The novel is told through the first-person points of view of three women, stretching from 1939 to 1959. The first is Caroline Ferriday, a New York socialite who works for the consulate office helping French citizens with paperwork, and then later takes up the cause of a group of Polish women who were prisoners. The second is Kasia Kuzmerick, a Polish teenager from Lublin who gets arrested for working with the underground resistance and deported to Ravensbrück, a concentration camp in Fürstenberg which was the only major camp solely for women prisoners. The third women is Herta Oberheuser, a German doctor from Düsseldorf who ends up taking a position as the only female doctor at Ravensbrück because she was unable to find work as a doctor anyplace else.
Ravensbrück is the camp where the medical staff performed experimental surgeries on more than seventy women, deforming them terribly, and then killed many of them to cover up the evidence when it was clear Germany had lost the war. Kasia and her sister Zuzanna are among those experimental “rabbits.” Kasia and Zuzanna are “the lilac girls,” on whom the novel focuses. Caroline’s garden at her Connecticut home has a spectacular lilac garden, and Caroline and Kasia talk about how the glorious plants only flower after a particularly harsh winter, the overriding metaphor for the two sisters’ lives.

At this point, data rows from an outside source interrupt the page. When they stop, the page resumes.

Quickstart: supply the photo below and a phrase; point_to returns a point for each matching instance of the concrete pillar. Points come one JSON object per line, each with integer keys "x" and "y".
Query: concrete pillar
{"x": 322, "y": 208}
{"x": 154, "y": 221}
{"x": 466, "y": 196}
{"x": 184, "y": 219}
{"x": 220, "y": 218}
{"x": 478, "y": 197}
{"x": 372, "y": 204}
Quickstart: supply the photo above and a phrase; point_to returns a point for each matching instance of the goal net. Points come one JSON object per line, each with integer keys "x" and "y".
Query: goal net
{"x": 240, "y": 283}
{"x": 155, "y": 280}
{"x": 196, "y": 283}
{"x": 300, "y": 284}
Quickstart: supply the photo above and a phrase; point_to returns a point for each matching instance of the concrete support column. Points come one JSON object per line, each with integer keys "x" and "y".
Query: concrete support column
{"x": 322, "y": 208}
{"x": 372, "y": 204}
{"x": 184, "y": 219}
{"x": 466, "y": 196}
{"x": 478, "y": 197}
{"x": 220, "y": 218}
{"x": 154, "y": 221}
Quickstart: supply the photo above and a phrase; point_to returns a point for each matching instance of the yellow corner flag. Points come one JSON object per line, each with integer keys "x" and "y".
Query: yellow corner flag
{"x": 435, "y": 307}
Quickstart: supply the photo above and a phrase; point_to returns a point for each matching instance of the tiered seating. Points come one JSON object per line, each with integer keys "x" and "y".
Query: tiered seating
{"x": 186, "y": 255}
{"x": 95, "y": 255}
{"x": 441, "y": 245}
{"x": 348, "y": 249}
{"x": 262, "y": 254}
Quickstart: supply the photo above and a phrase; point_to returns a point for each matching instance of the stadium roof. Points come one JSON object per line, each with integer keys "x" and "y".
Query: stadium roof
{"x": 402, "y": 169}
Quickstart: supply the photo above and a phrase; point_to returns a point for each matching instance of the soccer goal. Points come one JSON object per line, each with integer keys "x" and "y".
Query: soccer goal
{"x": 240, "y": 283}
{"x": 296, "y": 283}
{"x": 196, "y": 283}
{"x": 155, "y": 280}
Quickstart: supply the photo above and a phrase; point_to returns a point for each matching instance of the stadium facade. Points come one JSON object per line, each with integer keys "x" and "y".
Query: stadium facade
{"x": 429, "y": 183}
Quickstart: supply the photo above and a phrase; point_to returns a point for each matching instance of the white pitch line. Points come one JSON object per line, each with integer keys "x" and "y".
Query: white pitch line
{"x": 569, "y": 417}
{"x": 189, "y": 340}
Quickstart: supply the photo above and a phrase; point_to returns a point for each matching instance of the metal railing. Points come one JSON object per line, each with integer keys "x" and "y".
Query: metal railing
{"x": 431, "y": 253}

The novel rotates among the three women as the years progress and their stories intertwine. If I’m completely honest, I loved three-quarters of this novel. The research is incredible, the pacing is taught and at many places suspenseful, and the dramatic pitch is just right. That is, except for the sections–especially early on–from Caroline’s perspective. Caroline is endlessly pretentious and vacuous, and perhaps the author is highlighting this to show how she changes over time, and fair enough.

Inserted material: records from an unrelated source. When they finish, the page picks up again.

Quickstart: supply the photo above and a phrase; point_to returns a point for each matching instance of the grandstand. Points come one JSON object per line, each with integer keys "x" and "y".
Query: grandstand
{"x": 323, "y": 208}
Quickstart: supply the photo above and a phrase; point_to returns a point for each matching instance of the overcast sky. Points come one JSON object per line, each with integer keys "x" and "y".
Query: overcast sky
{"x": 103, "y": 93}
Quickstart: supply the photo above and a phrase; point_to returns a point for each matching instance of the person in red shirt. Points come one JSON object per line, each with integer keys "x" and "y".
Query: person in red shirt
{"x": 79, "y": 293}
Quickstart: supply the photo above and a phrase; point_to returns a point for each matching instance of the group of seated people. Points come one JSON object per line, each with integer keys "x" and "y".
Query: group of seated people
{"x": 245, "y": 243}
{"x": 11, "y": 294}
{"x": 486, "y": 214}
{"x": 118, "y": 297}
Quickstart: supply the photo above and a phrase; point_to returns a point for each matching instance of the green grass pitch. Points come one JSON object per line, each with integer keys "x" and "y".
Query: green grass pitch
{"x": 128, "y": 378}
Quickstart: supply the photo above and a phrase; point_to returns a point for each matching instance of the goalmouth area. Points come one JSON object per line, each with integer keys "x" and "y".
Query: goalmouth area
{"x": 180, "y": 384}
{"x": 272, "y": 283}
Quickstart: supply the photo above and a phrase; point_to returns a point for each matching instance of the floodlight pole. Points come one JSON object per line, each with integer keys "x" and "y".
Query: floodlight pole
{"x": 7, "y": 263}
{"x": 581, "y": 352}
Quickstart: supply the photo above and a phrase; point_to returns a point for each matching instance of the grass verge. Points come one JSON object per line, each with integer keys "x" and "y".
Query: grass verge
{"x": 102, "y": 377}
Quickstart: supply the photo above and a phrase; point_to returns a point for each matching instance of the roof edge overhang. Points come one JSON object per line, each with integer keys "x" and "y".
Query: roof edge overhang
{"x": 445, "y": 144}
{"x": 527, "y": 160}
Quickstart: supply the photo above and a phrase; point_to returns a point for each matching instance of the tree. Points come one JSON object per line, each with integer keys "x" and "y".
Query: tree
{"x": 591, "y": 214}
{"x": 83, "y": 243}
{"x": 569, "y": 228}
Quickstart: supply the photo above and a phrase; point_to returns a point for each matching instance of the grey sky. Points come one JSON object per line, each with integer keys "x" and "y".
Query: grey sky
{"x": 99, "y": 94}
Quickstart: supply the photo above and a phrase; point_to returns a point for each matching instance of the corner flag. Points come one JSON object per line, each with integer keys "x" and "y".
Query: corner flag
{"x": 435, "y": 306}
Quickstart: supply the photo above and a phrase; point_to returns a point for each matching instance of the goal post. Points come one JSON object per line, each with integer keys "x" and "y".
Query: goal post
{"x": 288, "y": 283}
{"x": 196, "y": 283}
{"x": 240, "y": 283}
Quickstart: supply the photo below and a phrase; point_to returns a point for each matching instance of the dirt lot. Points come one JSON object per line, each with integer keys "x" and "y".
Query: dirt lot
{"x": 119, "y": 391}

But even in dramatic sections, suddenly Caroline goes off on a tangent to describe the fabrics in everyone’s clothing, the styles, the furniture, any excuse to throw in another string of French vocabulary. I spent a lot of time rolling my eyes during Caroline’s flights of fancy. Just too much. Interestingly, the French actor love interest that the author gives to Caroline is the part of the story that’s not from history. I would have been fine if it hadn’t been invented.
That aside, it’s a wonderful retelling of a history I knew little about. I can’t imagine seeing “Ravensbrück” in a history text again and not having these women come back to my mind. Such a powerful story of tragedy, loss, recovery, and redemption.